Nika meringis. "Maaf, karena telah merepotkanmu."
Savier menggeleng keras-keras. "Sama sekali tidak, ini sudah kewajibanku untuk melakukannya. Oh ya, kita bisa berjalan menuju ke mobil sambil berbincang-bincang, aku akan membawamu ke tempat tinggal yang sudah disediakan."
"Baik, mari."
Jika Nika lihat di kesan pertama, Savier adalah sosok laki-laki yang ramah dan ceria. Ia juga banyak bicara tentang hal-hal yang mengasyikkan, Nika bahkan sudah dibuat tertawa oleh candaannya.
"Ku dengar kau adalah fotografer yang handal, lain waktu bisa lah aku melihat-lihat hasil potretanmu." Pembawaan Savier sangat friendly.
"Tentu saja, tapi aku tidak sehandal itu, masih tahap belajar." balasnya.
"Sttt, Geovan tidak pernah asal dalam memilih partner kerja. Jika dia sampai memilihmu, itu berarti kau memiliki talenta luar biasa." Savier menjentikkan jarinya.
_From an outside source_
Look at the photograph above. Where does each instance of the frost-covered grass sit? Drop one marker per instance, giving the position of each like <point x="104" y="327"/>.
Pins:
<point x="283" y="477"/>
"Yah, ku harap bisa seperti itu."
"Semangat! Memotret para pembalap MotoRace adalah tantangan tersendiri, kau juga bisa mendapat pengalaman berharga." Savier mengangkat tangannya bersikap semangat.
Keduanya terus berbincang hingga memasuki mobil, Nika dan Savier cocok serta sejalan dalam hal komunikasi.